PHEWAS Approach to Study Alzheimer’s Disease

Genetics play an important role in late-onset Alzheimer’s Disease (AD) etiology. As AD develops over decades, elucidating the biological effects of AD-associated genetic variation across the adult lifespan may illuminate underlying processes in the causal pathway for AD, and potentially provide novel mid-life targets for behavioral and drug intervention.

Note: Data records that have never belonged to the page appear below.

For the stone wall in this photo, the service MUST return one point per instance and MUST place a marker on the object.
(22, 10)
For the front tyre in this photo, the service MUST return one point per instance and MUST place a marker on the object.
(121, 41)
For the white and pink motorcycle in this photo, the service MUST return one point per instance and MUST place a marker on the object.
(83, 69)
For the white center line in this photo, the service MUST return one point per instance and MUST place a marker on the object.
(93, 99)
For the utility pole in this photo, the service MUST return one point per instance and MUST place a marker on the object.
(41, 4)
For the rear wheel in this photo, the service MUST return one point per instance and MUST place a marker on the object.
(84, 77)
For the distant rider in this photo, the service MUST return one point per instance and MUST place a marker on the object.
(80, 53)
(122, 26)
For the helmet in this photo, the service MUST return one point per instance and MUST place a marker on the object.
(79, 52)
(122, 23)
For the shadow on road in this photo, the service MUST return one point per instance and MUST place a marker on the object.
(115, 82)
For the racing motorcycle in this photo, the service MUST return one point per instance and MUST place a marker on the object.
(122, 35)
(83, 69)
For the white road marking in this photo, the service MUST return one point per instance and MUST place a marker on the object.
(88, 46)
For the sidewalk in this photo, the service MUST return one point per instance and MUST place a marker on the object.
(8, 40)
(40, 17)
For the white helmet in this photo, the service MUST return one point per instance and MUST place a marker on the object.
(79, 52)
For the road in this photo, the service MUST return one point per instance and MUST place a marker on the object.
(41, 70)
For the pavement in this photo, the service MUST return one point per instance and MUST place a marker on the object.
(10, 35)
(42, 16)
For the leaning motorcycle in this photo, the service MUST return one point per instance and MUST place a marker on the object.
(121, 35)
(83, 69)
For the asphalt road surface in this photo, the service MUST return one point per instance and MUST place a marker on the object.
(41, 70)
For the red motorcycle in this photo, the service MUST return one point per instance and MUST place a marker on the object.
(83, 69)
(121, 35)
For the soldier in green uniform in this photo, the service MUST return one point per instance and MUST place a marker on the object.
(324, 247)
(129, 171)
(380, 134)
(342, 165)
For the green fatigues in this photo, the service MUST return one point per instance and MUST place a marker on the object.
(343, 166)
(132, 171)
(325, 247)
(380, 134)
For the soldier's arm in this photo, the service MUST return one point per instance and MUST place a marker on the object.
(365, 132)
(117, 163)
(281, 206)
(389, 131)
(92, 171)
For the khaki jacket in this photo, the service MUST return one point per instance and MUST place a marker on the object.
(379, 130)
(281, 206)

To address this, we are utilizing high dimensional, high-quality measurements from thousands of participants in a wellness program, aged 18 to 89+, each with CLIA-certified whole-genome sequencing data. Measurements included: clinical laboratory tests (63 standard measurements); targeted chip-based proteomics (274 proteins associated with cardiovascular disease and inflammation); and Metabolon metabolomics (753 metabolites). We have performed a phenome-wide association study utilizing this diverse blood marker data and 25 known AD genetic variants previously identified in large-scale GWAS meta-analysis, adjusting for sex, age, vendor (for clinical labs), and the first four genetic principal components. In secondary analyses, we have tested for SNP by sex interactions.

Study Design:

The APOE allele has emerged as the strongest genetic variant associated with Alzheimer’s disease in previous GWAS studies. In our analyses, APOE status significantly associated with cholesterol markers, multiple lipid metabolites, stress-response hormones, and levels of several proteins. All associations were observed across all age groups when stratified by decade and we identified effect modification by sex in several loci. Thus, known AD genetic variation influences lipid metabolism, immune response, and cell regulatory systems in a population of non-AD individuals, with associations observed from early adulthood onward. Further research is needed to determine whether and how these effects are implicated in early-stage biological pathways to AD. These analyses aim to complement ongoing work on the functional interpretation of AD-associated genetic variants.